Rasional : Insiden bayi malformasi secara kongenital meingkat pada wanita dengan kadar HbA1c tinggi pada awal kehamilan atau sebelum konsepsi.
b. Kaji kadar albumin glikosilat pada getasi minggu ke 24 sampai ke 28 khususnya pada ibu dengan resiko tinggi.
Rasional : Tes serum albumin glikosilat menunjukkan glikemia lebih dari beberapa hari.
c. Dapatkan kadar serum alfa fetoprotein pada gestasi minggu ke 14 sampai minggu ke 16.
Rasional : Insiden kerusakan tuba neural lebih besar pada ibu diabetik dari pada non diabetik bila kontrol sebelum kehamilan sudah buruk.

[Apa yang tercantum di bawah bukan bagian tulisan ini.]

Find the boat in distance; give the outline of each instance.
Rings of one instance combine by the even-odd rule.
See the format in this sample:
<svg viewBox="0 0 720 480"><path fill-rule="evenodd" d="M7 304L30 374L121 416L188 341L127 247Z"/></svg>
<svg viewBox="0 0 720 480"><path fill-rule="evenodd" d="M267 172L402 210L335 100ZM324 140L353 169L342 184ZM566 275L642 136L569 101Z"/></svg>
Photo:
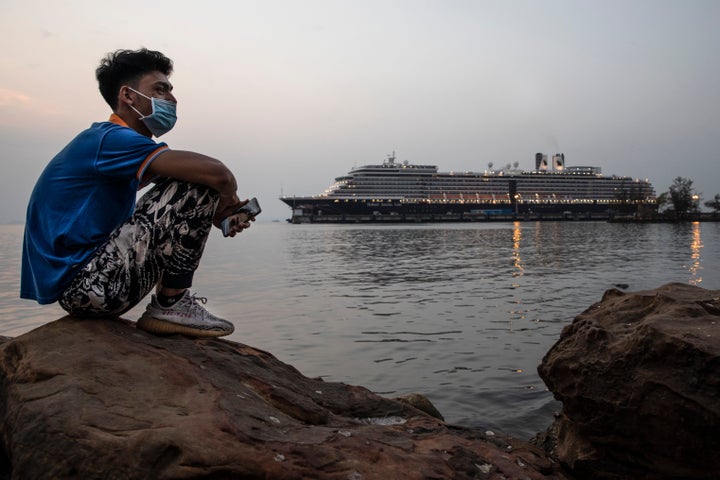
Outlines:
<svg viewBox="0 0 720 480"><path fill-rule="evenodd" d="M514 165L484 172L439 172L436 165L364 165L315 196L281 196L290 223L607 220L657 212L648 180L566 166L564 154L535 155L534 170Z"/></svg>

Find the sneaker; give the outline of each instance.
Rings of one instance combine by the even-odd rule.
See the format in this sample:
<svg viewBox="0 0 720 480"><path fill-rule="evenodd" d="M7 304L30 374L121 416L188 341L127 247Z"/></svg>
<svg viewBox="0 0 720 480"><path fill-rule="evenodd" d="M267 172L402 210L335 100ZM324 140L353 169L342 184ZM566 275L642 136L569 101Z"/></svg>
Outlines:
<svg viewBox="0 0 720 480"><path fill-rule="evenodd" d="M233 333L232 323L208 312L199 302L206 303L207 298L190 295L189 290L185 290L185 295L171 307L163 307L153 295L137 328L151 333L180 333L193 337L222 337Z"/></svg>

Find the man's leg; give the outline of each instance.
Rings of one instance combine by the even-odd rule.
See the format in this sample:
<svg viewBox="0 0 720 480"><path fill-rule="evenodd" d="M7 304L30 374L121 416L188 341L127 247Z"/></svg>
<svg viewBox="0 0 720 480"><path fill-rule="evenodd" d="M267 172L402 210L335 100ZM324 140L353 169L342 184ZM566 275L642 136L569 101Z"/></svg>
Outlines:
<svg viewBox="0 0 720 480"><path fill-rule="evenodd" d="M204 186L173 180L155 185L78 272L60 305L76 316L121 315L158 282L170 292L190 287L217 202Z"/></svg>

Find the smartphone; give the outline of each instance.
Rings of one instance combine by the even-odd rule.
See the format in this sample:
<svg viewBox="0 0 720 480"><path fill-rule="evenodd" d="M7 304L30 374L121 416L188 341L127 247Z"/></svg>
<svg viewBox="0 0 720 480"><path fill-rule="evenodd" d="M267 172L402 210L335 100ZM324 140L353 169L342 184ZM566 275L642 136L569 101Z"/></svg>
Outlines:
<svg viewBox="0 0 720 480"><path fill-rule="evenodd" d="M262 212L260 204L258 203L257 198L253 197L248 203L225 217L225 220L220 223L223 236L227 237L230 235L230 230L234 225L237 225L240 222L247 222L248 220L255 218L260 212Z"/></svg>

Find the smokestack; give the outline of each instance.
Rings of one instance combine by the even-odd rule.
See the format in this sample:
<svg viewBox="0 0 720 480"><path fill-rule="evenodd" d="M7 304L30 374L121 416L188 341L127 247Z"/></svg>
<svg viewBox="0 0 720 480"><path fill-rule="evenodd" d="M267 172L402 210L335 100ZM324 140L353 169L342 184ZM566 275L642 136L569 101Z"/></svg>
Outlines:
<svg viewBox="0 0 720 480"><path fill-rule="evenodd" d="M556 170L558 172L562 172L565 170L565 154L564 153L556 153L553 155L553 170Z"/></svg>
<svg viewBox="0 0 720 480"><path fill-rule="evenodd" d="M547 170L547 168L548 168L547 155L544 155L542 153L536 153L535 154L535 170Z"/></svg>

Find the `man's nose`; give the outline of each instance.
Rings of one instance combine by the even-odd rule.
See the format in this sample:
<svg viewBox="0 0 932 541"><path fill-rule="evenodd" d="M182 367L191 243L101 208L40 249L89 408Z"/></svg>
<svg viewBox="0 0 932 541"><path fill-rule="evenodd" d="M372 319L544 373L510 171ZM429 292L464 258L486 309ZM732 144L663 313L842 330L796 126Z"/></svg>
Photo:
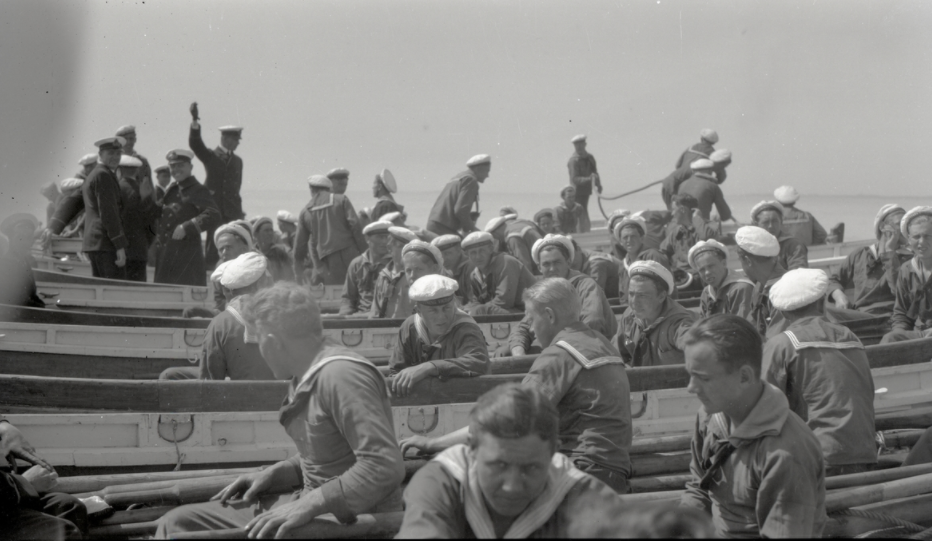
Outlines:
<svg viewBox="0 0 932 541"><path fill-rule="evenodd" d="M502 490L510 493L521 492L524 489L524 479L518 468L508 468L502 473Z"/></svg>

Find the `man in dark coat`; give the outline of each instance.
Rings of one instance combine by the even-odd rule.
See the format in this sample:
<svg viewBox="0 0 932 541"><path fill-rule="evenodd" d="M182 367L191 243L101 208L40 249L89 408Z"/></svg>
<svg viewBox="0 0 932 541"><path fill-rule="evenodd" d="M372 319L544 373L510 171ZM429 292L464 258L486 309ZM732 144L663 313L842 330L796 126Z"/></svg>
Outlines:
<svg viewBox="0 0 932 541"><path fill-rule="evenodd" d="M129 246L126 248L126 279L146 282L146 263L149 260L149 244L155 239L155 224L160 209L155 204L152 184L139 175L145 164L139 158L123 154L117 178L123 201L123 231Z"/></svg>
<svg viewBox="0 0 932 541"><path fill-rule="evenodd" d="M583 208L576 230L579 233L588 233L592 229L589 221L589 196L592 195L593 187L598 193L602 193L602 182L596 170L595 156L586 152L586 136L577 135L572 141L576 152L570 156L566 166L570 170L570 185L576 188L576 203Z"/></svg>
<svg viewBox="0 0 932 541"><path fill-rule="evenodd" d="M700 131L699 142L687 148L683 151L682 154L680 154L680 159L676 160L676 169L679 169L684 165L689 165L699 158L709 159L712 153L715 152L715 147L712 146L715 143L718 143L718 133L716 133L715 130L705 128L704 130Z"/></svg>
<svg viewBox="0 0 932 541"><path fill-rule="evenodd" d="M84 195L84 243L97 278L122 280L126 277L126 248L123 232L123 201L116 168L120 164L122 137L108 137L94 143L99 150L97 167L82 186Z"/></svg>
<svg viewBox="0 0 932 541"><path fill-rule="evenodd" d="M479 218L479 184L485 182L492 169L492 158L488 154L478 154L466 162L467 171L453 177L427 217L427 230L437 235L468 235L478 231L476 219ZM473 211L473 205L476 210Z"/></svg>
<svg viewBox="0 0 932 541"><path fill-rule="evenodd" d="M172 150L165 157L172 182L162 199L155 282L204 286L207 283L201 232L220 226L220 211L210 191L191 174L194 154ZM208 237L210 238L210 237Z"/></svg>
<svg viewBox="0 0 932 541"><path fill-rule="evenodd" d="M22 212L0 222L0 304L45 308L36 293L36 262L29 253L38 227L35 216Z"/></svg>
<svg viewBox="0 0 932 541"><path fill-rule="evenodd" d="M243 160L233 152L239 147L243 128L239 126L222 126L220 128L220 146L210 150L201 139L201 125L198 123L197 103L191 104L191 132L188 134L188 146L194 151L197 159L204 164L207 177L204 186L210 191L217 208L220 211L220 220L216 226L207 231L207 245L205 260L207 267L213 268L220 258L217 247L214 246L214 229L221 224L233 220L242 220L243 201L239 190L243 185Z"/></svg>

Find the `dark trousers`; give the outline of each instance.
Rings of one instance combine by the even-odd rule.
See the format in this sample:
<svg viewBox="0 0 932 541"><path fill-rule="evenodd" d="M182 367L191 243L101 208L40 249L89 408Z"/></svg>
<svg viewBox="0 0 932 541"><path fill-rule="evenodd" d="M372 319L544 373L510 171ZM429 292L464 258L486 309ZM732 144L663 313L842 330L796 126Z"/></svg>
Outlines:
<svg viewBox="0 0 932 541"><path fill-rule="evenodd" d="M146 262L139 261L138 259L128 259L126 261L126 266L123 267L126 270L126 279L132 280L133 282L148 282L148 275L146 274Z"/></svg>
<svg viewBox="0 0 932 541"><path fill-rule="evenodd" d="M601 466L591 460L581 457L573 459L573 464L579 468L579 470L602 481L618 494L627 494L631 490L630 487L628 487L628 477L621 472L610 470L605 466Z"/></svg>
<svg viewBox="0 0 932 541"><path fill-rule="evenodd" d="M183 381L186 379L200 379L201 369L198 366L172 366L162 370L159 374L161 380Z"/></svg>
<svg viewBox="0 0 932 541"><path fill-rule="evenodd" d="M83 539L84 532L87 508L70 494L52 492L0 508L0 538L4 540Z"/></svg>
<svg viewBox="0 0 932 541"><path fill-rule="evenodd" d="M230 220L224 220L223 223L227 223ZM214 233L217 231L217 228L207 230L207 240L204 242L204 267L207 270L213 270L217 267L217 263L220 262L220 253L217 252L217 245L214 244Z"/></svg>
<svg viewBox="0 0 932 541"><path fill-rule="evenodd" d="M576 221L576 232L577 233L588 233L592 231L592 222L589 220L589 196L592 195L591 191L583 191L579 188L576 188L576 202L579 203L579 206L583 208L583 213L580 214L579 220Z"/></svg>
<svg viewBox="0 0 932 541"><path fill-rule="evenodd" d="M126 270L117 267L116 252L86 252L91 260L91 272L95 278L108 278L110 280L125 280Z"/></svg>

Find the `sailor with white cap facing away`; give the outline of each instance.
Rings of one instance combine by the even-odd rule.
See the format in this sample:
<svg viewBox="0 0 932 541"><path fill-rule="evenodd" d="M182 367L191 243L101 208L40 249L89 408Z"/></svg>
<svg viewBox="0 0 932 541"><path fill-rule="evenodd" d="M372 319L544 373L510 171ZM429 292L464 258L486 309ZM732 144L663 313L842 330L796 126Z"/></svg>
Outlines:
<svg viewBox="0 0 932 541"><path fill-rule="evenodd" d="M656 261L628 267L628 309L612 339L628 366L685 362L683 337L697 314L670 298L675 288L673 274Z"/></svg>
<svg viewBox="0 0 932 541"><path fill-rule="evenodd" d="M488 154L477 154L466 162L466 171L453 177L443 187L427 217L428 231L437 235L464 235L478 231L479 184L485 182L492 169ZM476 210L473 210L475 207Z"/></svg>
<svg viewBox="0 0 932 541"><path fill-rule="evenodd" d="M518 219L517 214L507 214L489 220L485 232L490 233L498 242L499 251L520 261L531 274L540 274L531 256L531 247L543 237L537 224Z"/></svg>
<svg viewBox="0 0 932 541"><path fill-rule="evenodd" d="M307 179L311 200L298 217L294 244L294 273L303 282L310 267L312 284L338 285L356 256L366 250L362 224L345 195L331 192L333 182L323 175Z"/></svg>
<svg viewBox="0 0 932 541"><path fill-rule="evenodd" d="M589 220L589 197L593 189L597 193L602 193L602 180L599 178L599 171L596 168L595 156L586 150L586 136L577 135L571 140L574 147L573 155L570 156L566 164L570 172L570 186L576 188L576 203L582 207L579 216L577 231L588 233L592 229ZM564 233L572 231L564 230Z"/></svg>
<svg viewBox="0 0 932 541"><path fill-rule="evenodd" d="M272 280L294 282L294 259L291 250L282 244L281 236L275 231L275 224L267 216L256 216L249 220L256 251L269 259L269 273Z"/></svg>
<svg viewBox="0 0 932 541"><path fill-rule="evenodd" d="M97 166L97 154L91 152L81 156L81 159L78 160L78 165L81 166L81 169L79 169L74 176L82 180L87 180L87 176L90 175L94 167Z"/></svg>
<svg viewBox="0 0 932 541"><path fill-rule="evenodd" d="M823 316L829 278L819 269L787 272L770 290L786 329L767 340L761 377L787 395L822 446L825 475L861 473L877 463L874 381L864 346Z"/></svg>
<svg viewBox="0 0 932 541"><path fill-rule="evenodd" d="M754 282L728 268L728 250L717 240L699 241L689 249L689 265L705 288L699 297L699 315L734 314L751 321Z"/></svg>
<svg viewBox="0 0 932 541"><path fill-rule="evenodd" d="M675 193L695 197L699 204L699 214L706 220L712 217L713 205L721 221L734 220L731 207L725 202L725 194L722 193L722 187L715 176L715 163L708 158L699 158L692 161L689 167L692 173L679 185Z"/></svg>
<svg viewBox="0 0 932 541"><path fill-rule="evenodd" d="M776 313L770 304L770 288L784 274L786 269L780 264L780 243L777 237L766 229L746 225L735 232L738 245L738 260L741 268L754 282L754 301L748 321L757 327L764 337L783 331L786 321Z"/></svg>
<svg viewBox="0 0 932 541"><path fill-rule="evenodd" d="M417 313L398 329L388 363L389 386L395 396L407 396L429 377L443 381L489 373L485 335L476 321L457 307L458 287L452 278L428 274L415 280L408 290Z"/></svg>
<svg viewBox="0 0 932 541"><path fill-rule="evenodd" d="M625 250L618 273L618 289L621 298L628 295L627 271L635 261L656 261L664 267L669 267L670 260L660 250L644 246L644 236L647 234L647 222L644 218L632 215L617 220L612 234Z"/></svg>
<svg viewBox="0 0 932 541"><path fill-rule="evenodd" d="M469 302L469 275L475 267L463 253L462 241L459 235L440 235L430 243L436 246L443 256L443 268L446 269L446 275L452 276L459 284L456 290L456 300L459 301L460 306L465 306Z"/></svg>
<svg viewBox="0 0 932 541"><path fill-rule="evenodd" d="M825 244L828 232L815 219L812 213L796 208L799 192L792 186L780 186L773 191L773 197L783 205L783 232L806 246Z"/></svg>
<svg viewBox="0 0 932 541"><path fill-rule="evenodd" d="M699 132L699 142L687 148L676 160L675 169L688 165L700 158L708 159L715 152L715 143L718 143L718 133L711 128L704 128Z"/></svg>
<svg viewBox="0 0 932 541"><path fill-rule="evenodd" d="M149 184L149 187L152 185L152 166L149 165L149 160L145 156L136 152L136 126L128 124L126 126L120 126L117 128L116 134L119 137L122 137L125 141L123 143L122 152L124 156L130 156L136 158L142 165L139 165L140 168L136 178L140 182L145 182Z"/></svg>
<svg viewBox="0 0 932 541"><path fill-rule="evenodd" d="M567 235L582 233L585 209L576 202L576 186L564 186L560 190L560 204L553 208L557 213L557 225L562 233ZM591 227L590 227L591 229Z"/></svg>
<svg viewBox="0 0 932 541"><path fill-rule="evenodd" d="M298 217L287 210L280 210L275 214L275 221L278 223L278 230L282 233L282 242L294 253L294 238L298 232Z"/></svg>
<svg viewBox="0 0 932 541"><path fill-rule="evenodd" d="M391 222L376 221L363 228L368 248L350 262L340 301L340 315L368 316L372 310L375 279L392 260L388 249Z"/></svg>
<svg viewBox="0 0 932 541"><path fill-rule="evenodd" d="M521 294L536 279L518 259L495 251L490 233L476 231L461 244L475 267L469 276L471 315L514 314L524 311Z"/></svg>
<svg viewBox="0 0 932 541"><path fill-rule="evenodd" d="M375 279L370 318L406 319L414 313L414 304L408 298L409 282L405 275L404 249L408 243L418 240L410 229L395 225L388 228L391 261L382 267Z"/></svg>
<svg viewBox="0 0 932 541"><path fill-rule="evenodd" d="M338 194L345 194L349 185L349 169L345 167L334 167L327 171L327 178L333 183L330 191Z"/></svg>
<svg viewBox="0 0 932 541"><path fill-rule="evenodd" d="M409 286L422 276L443 274L443 255L440 248L421 239L412 240L404 245L401 249L401 260Z"/></svg>
<svg viewBox="0 0 932 541"><path fill-rule="evenodd" d="M900 267L893 330L881 343L932 336L932 207L914 207L900 221L913 258Z"/></svg>
<svg viewBox="0 0 932 541"><path fill-rule="evenodd" d="M32 274L32 244L38 227L39 220L24 212L5 216L0 222L0 304L45 308Z"/></svg>
<svg viewBox="0 0 932 541"><path fill-rule="evenodd" d="M809 266L809 250L794 236L783 231L786 208L777 201L761 201L751 208L751 223L767 230L780 243L780 264L786 270Z"/></svg>
<svg viewBox="0 0 932 541"><path fill-rule="evenodd" d="M148 164L137 157L123 154L117 168L123 211L123 233L129 245L126 248L125 278L134 282L148 280L146 264L149 261L149 245L155 239L156 222L162 209L155 199L152 181L146 177ZM155 257L153 255L153 263Z"/></svg>
<svg viewBox="0 0 932 541"><path fill-rule="evenodd" d="M369 212L370 220L379 220L384 214L404 210L403 206L395 202L393 195L395 193L398 193L395 175L388 169L382 169L382 172L375 175L375 180L372 181L372 197L375 197L377 201Z"/></svg>
<svg viewBox="0 0 932 541"><path fill-rule="evenodd" d="M96 278L122 280L126 277L126 248L123 231L123 199L116 177L120 165L122 137L107 137L94 143L100 149L98 163L82 186L84 194L84 242L82 251L91 260Z"/></svg>
<svg viewBox="0 0 932 541"><path fill-rule="evenodd" d="M97 159L96 154L94 159ZM84 182L83 177L61 181L61 197L55 203L55 212L42 232L43 246L51 243L52 235L71 238L84 233Z"/></svg>

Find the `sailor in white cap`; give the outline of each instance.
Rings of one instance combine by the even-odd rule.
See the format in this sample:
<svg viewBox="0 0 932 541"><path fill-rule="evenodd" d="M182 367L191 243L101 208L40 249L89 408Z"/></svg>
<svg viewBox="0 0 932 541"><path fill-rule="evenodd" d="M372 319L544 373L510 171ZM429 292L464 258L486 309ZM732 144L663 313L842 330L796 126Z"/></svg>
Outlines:
<svg viewBox="0 0 932 541"><path fill-rule="evenodd" d="M689 165L690 163L700 159L706 158L715 152L715 143L718 143L718 133L715 130L705 128L699 132L699 142L687 148L680 154L680 158L676 160L676 165L674 169L679 169L684 165Z"/></svg>
<svg viewBox="0 0 932 541"><path fill-rule="evenodd" d="M220 145L210 150L201 138L201 125L198 123L199 113L197 103L192 103L191 131L188 133L188 146L197 155L197 159L204 164L207 177L204 186L210 190L217 207L220 209L220 223L241 220L246 217L243 213L243 201L240 198L240 188L243 185L243 159L235 154L242 139L243 128L240 126L223 126L220 130ZM212 268L219 256L213 242L213 228L207 231L207 244L205 258L207 266Z"/></svg>
<svg viewBox="0 0 932 541"><path fill-rule="evenodd" d="M91 270L96 278L122 280L126 277L124 267L129 242L123 231L123 199L116 177L123 142L122 137L107 137L94 143L100 149L98 163L82 187L82 251L91 260Z"/></svg>
<svg viewBox="0 0 932 541"><path fill-rule="evenodd" d="M256 251L269 260L269 274L272 275L272 280L294 282L294 259L291 257L291 251L282 244L272 219L256 216L249 222L252 225Z"/></svg>
<svg viewBox="0 0 932 541"><path fill-rule="evenodd" d="M799 200L799 192L796 188L780 186L773 191L773 197L783 205L782 231L784 234L796 237L796 240L806 246L826 243L828 233L822 224L812 213L796 208L796 201Z"/></svg>
<svg viewBox="0 0 932 541"><path fill-rule="evenodd" d="M349 169L334 167L330 171L327 171L327 178L333 183L333 187L330 191L341 195L346 193L346 188L349 185Z"/></svg>
<svg viewBox="0 0 932 541"><path fill-rule="evenodd" d="M81 169L79 169L74 176L82 180L87 180L87 176L90 175L94 167L97 166L97 154L91 152L90 154L81 156L81 159L78 160L78 165L81 166Z"/></svg>
<svg viewBox="0 0 932 541"><path fill-rule="evenodd" d="M540 274L531 255L531 247L544 236L537 224L521 220L517 214L507 214L489 220L485 231L495 238L499 251L520 261L531 274Z"/></svg>
<svg viewBox="0 0 932 541"><path fill-rule="evenodd" d="M404 248L419 240L414 231L395 225L388 228L388 251L391 261L382 267L375 279L370 318L406 319L414 313L408 299L409 282L405 276Z"/></svg>
<svg viewBox="0 0 932 541"><path fill-rule="evenodd" d="M557 215L557 227L566 235L585 233L581 229L586 210L576 202L578 190L575 186L564 186L560 190L560 204L553 208ZM590 227L591 229L591 227Z"/></svg>
<svg viewBox="0 0 932 541"><path fill-rule="evenodd" d="M369 219L376 221L389 212L404 211L405 208L396 203L395 197L392 195L397 192L398 183L391 171L382 169L381 173L375 175L375 180L372 181L372 197L375 197L377 201L369 212Z"/></svg>
<svg viewBox="0 0 932 541"><path fill-rule="evenodd" d="M552 208L538 210L534 214L534 223L543 234L560 234L560 225L557 223L557 211Z"/></svg>
<svg viewBox="0 0 932 541"><path fill-rule="evenodd" d="M447 276L452 276L459 284L456 290L456 300L460 306L465 306L469 302L469 275L472 274L473 266L469 258L463 253L463 247L460 244L463 239L459 235L440 235L430 243L440 250L443 256L443 268Z"/></svg>
<svg viewBox="0 0 932 541"><path fill-rule="evenodd" d="M368 316L372 311L375 280L392 260L388 249L391 222L375 221L363 228L368 248L350 262L340 301L340 315Z"/></svg>
<svg viewBox="0 0 932 541"><path fill-rule="evenodd" d="M628 266L628 308L612 343L628 366L682 364L683 337L697 314L670 298L673 274L656 261Z"/></svg>
<svg viewBox="0 0 932 541"><path fill-rule="evenodd" d="M640 216L631 215L615 222L613 235L625 250L622 266L619 269L619 295L628 296L628 268L636 261L656 261L664 267L670 266L670 260L660 250L644 246L647 234L647 222Z"/></svg>
<svg viewBox="0 0 932 541"><path fill-rule="evenodd" d="M24 212L6 216L0 222L0 236L6 244L5 253L0 253L0 304L45 308L32 274L32 244L38 228L39 220Z"/></svg>
<svg viewBox="0 0 932 541"><path fill-rule="evenodd" d="M413 284L418 278L428 274L443 274L443 255L440 248L421 239L405 244L401 249L401 260L408 284Z"/></svg>
<svg viewBox="0 0 932 541"><path fill-rule="evenodd" d="M786 394L822 446L825 475L862 473L877 463L874 380L864 346L823 316L829 278L796 269L770 289L786 329L764 345L761 378Z"/></svg>
<svg viewBox="0 0 932 541"><path fill-rule="evenodd" d="M766 229L746 225L735 232L741 268L754 282L754 305L748 321L761 336L769 338L783 331L786 321L770 304L770 288L786 274L780 264L780 243Z"/></svg>
<svg viewBox="0 0 932 541"><path fill-rule="evenodd" d="M145 178L149 174L147 164L141 159L123 154L117 168L117 179L123 200L120 218L123 233L129 245L126 247L125 279L133 282L148 281L146 266L149 261L149 245L154 240L156 222L162 213L155 199L152 182ZM155 263L155 257L152 259Z"/></svg>
<svg viewBox="0 0 932 541"><path fill-rule="evenodd" d="M96 155L94 157L96 159ZM84 232L83 186L83 178L73 177L61 181L61 196L55 202L55 211L39 239L43 249L51 245L52 235L73 238Z"/></svg>
<svg viewBox="0 0 932 541"><path fill-rule="evenodd" d="M392 225L396 225L398 227L408 227L405 224L405 221L408 219L408 215L404 211L395 210L392 212L386 212L379 219L383 222L389 222Z"/></svg>
<svg viewBox="0 0 932 541"><path fill-rule="evenodd" d="M666 237L660 243L660 251L670 260L670 266L689 276L680 291L698 291L702 288L698 276L689 264L689 249L699 241L722 237L721 228L713 227L695 212L699 203L687 193L678 193L671 198L673 221L667 225ZM716 225L719 225L716 223Z"/></svg>
<svg viewBox="0 0 932 541"><path fill-rule="evenodd" d="M702 278L699 316L734 314L752 321L754 282L728 268L728 250L715 239L699 241L689 249L689 264Z"/></svg>
<svg viewBox="0 0 932 541"><path fill-rule="evenodd" d="M731 151L724 148L716 150L709 155L708 159L712 162L712 166L709 167L706 162L699 162L697 165L697 167L699 167L699 172L703 173L704 175L711 173L711 178L714 178L716 184L721 185L723 182L725 182L725 178L727 177L725 168L731 165ZM698 161L699 160L697 159L690 163L683 163L683 165L677 169L674 169L672 173L663 179L660 194L663 198L663 202L667 205L667 210L672 209L671 198L675 194L679 193L680 185L683 184L686 179L693 176L694 172L696 172L696 170L693 169L692 164L697 163Z"/></svg>
<svg viewBox="0 0 932 541"><path fill-rule="evenodd" d="M294 238L298 232L298 217L287 210L280 210L275 214L278 230L282 233L282 242L292 252L294 251Z"/></svg>
<svg viewBox="0 0 932 541"><path fill-rule="evenodd" d="M162 198L156 244L155 282L204 286L206 265L201 233L213 233L220 225L217 203L205 186L194 178L194 153L175 149L165 156L172 183ZM213 245L213 237L209 237Z"/></svg>
<svg viewBox="0 0 932 541"><path fill-rule="evenodd" d="M488 154L473 156L469 168L456 175L440 192L427 217L427 230L438 235L464 235L478 231L479 184L489 178L492 158ZM475 210L473 210L475 207Z"/></svg>
<svg viewBox="0 0 932 541"><path fill-rule="evenodd" d="M514 208L511 205L505 205L504 207L498 209L499 216L508 216L509 214L514 214L515 218L518 217L518 209Z"/></svg>
<svg viewBox="0 0 932 541"><path fill-rule="evenodd" d="M66 178L65 180L61 181L61 193L62 195L67 196L74 193L75 190L80 190L82 186L84 186L83 178Z"/></svg>
<svg viewBox="0 0 932 541"><path fill-rule="evenodd" d="M410 245L409 245L410 246ZM470 378L489 373L489 350L476 321L456 306L456 280L440 274L418 278L408 290L417 313L398 329L388 362L389 387L407 396L426 378Z"/></svg>
<svg viewBox="0 0 932 541"><path fill-rule="evenodd" d="M608 231L608 238L612 241L612 255L618 259L624 259L625 249L618 244L618 239L615 238L615 225L619 220L631 216L631 211L628 209L615 209L608 214L608 218L605 220L605 230Z"/></svg>
<svg viewBox="0 0 932 541"><path fill-rule="evenodd" d="M712 206L715 206L719 219L723 222L734 220L731 207L725 202L725 194L715 177L715 164L707 158L700 158L690 162L692 173L684 180L674 193L689 194L699 202L699 214L706 220L712 217Z"/></svg>
<svg viewBox="0 0 932 541"><path fill-rule="evenodd" d="M586 250L575 239L568 238L573 243L575 251L570 268L595 280L595 283L599 285L599 288L609 299L619 298L621 296L618 289L621 276L620 269L624 267L622 260L609 253Z"/></svg>
<svg viewBox="0 0 932 541"><path fill-rule="evenodd" d="M61 199L61 190L54 180L46 182L39 188L39 195L44 197L48 203L45 205L45 223L52 221L55 216L55 208L58 206L58 200Z"/></svg>
<svg viewBox="0 0 932 541"><path fill-rule="evenodd" d="M751 208L751 224L762 227L780 243L780 264L786 270L809 266L809 249L799 239L783 231L786 209L776 201L761 201Z"/></svg>
<svg viewBox="0 0 932 541"><path fill-rule="evenodd" d="M323 175L307 180L311 200L301 210L294 243L294 274L299 283L339 285L349 264L366 250L362 224L353 204L330 191L333 182ZM310 267L311 276L305 276Z"/></svg>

d. Siapkan untuk ultrsonografi pada gestasi minggu ke 8, 12, 18, 28, 36 sampai minggu ke 38.
Rasional : Ultrasonografi bermanfaat dalam memastikan tanggal gestasi dan membantu dalam evaluasi retardasi pertumbuhan intra uterin.
e. Lakukan non stress test dan Oxytocin Challenge Test atau Construction Stress test dengan tepat.
Rasional : Mengetahui kesehatan janin dan kedekatan perfusi plasenta.
f. Dapatkan sekuensial serum atau specimen urine 24 jam terhadap kadar estriol setelah gestasi minggu ke 30.
Rasional : Penurunan kadar estriol dapat menunjukkan penurunan fungsi plasenta, menimbulkan retardasi pertumbuhan intra uterin dan lahir mati.
g. Bantu untuk persalinan per vaginam atau seksio.
Rasional: Membantu menjamin hasil positif untuk neonatus. Insiden lahir mati meningkat secara bermakna pada gestasi lebih dari minggu ke-36. Makrosomia sering menyebabkan distosia dengan sefalopelvis disproporsi.
3. Resiko tinggi terhadap cedera maternal berhubungan dengan perubahan kontrol diabetik, profil darah abnormal atau anemia, hipoksia jaringan dan perubahan respon imun.
Kriteria evaluasi :
• Tetap normotensif.
• Mempertahankan normoglikemia.
• Bebas dari komplikasi seperti infeksi, pemisahan plasenta.
Intervensi :
Mandiri :
a. Perhatikan klasifikasi white untuk diabetes. Kaji derajad kontrol diabetik.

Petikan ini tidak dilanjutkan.